Grandma Arlene as a high school graduate

Arlene and her five living children (hand placed on my mother)

Rachel Rueckert

Rachel’s Story:

My first exposure to family history: papers in typewriter script, a faint smell of dust, the sound of my fingers click-clacking as I transcribed yellowed documents onto the Dell computer for my grandmother.

Grandma Arlene, our family matriarch, had a basement filled with three-ring binders, memory books, genealogy charts, newspaper clippings, and photo albums. As an eighth-generation Utahan, I grew up with a marrow-deep sense of the importance of knowing my ancestors. And yet, at eleven years old, I understood little of the gravity behind my grandmother’s efforts. I squinted at the fading cursive, collected my $1 per page, and the scrawl remained static words fixed to a faraway history. I did not yet understand the spark that brings that history to life.

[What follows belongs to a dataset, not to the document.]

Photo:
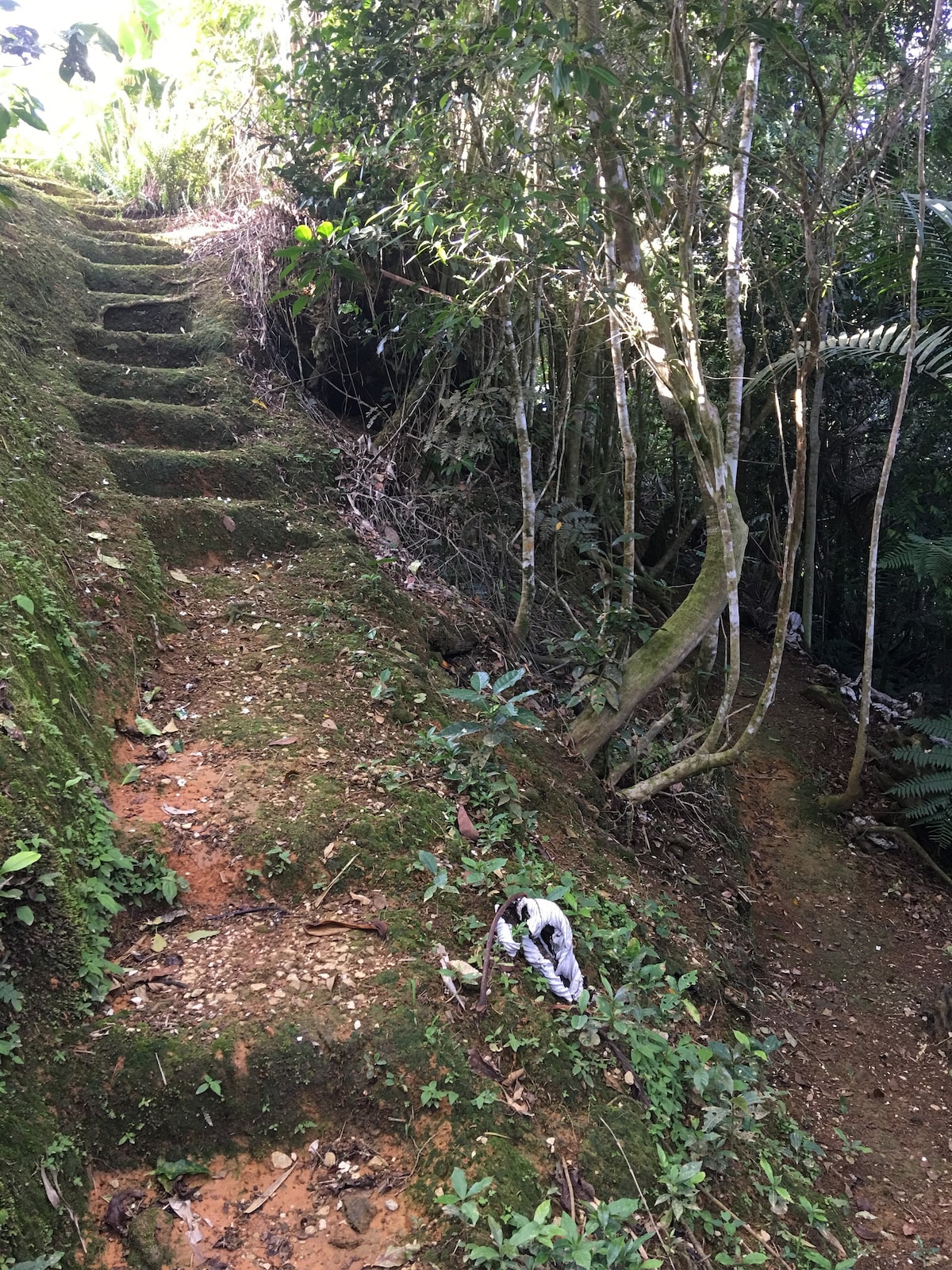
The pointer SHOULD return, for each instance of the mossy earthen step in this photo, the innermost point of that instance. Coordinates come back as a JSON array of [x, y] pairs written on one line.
[[241, 473], [156, 425], [137, 348], [186, 530], [135, 279], [124, 225], [158, 315], [106, 251], [118, 235], [186, 387]]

Not until earning an MFA in nonfiction from Columbia University, where I wrote my first book—a memoir—did I start to understand how those stories, not merely histories, shaped me as a person. I revisited those events and people I’d read about so long ago. Beyond the dates and static facts, I came across vivid details, unexpected narrative breaks, and fun surprises that turned these figures from my long-ago past and present into complex, human beings. They became people I recognized inside myself.

Twenty years after sitting among the boxes, files, and mildewed books, I’m now an editor, teacher, and writer of fiction and nonfiction. Like Grandma Arlene, I have come to see myself as a memory keeper, but of a different variety—one with a bit less dust. I’ve moved beyond transcription and into translation, discovering the shape, the deeply human parts, and the engaging details that make up a life. All this effort, I believe, makes these important memories more accessible.

Nothing brings me more joy than carving stories out of history, enlivening the characters hiding in plain view.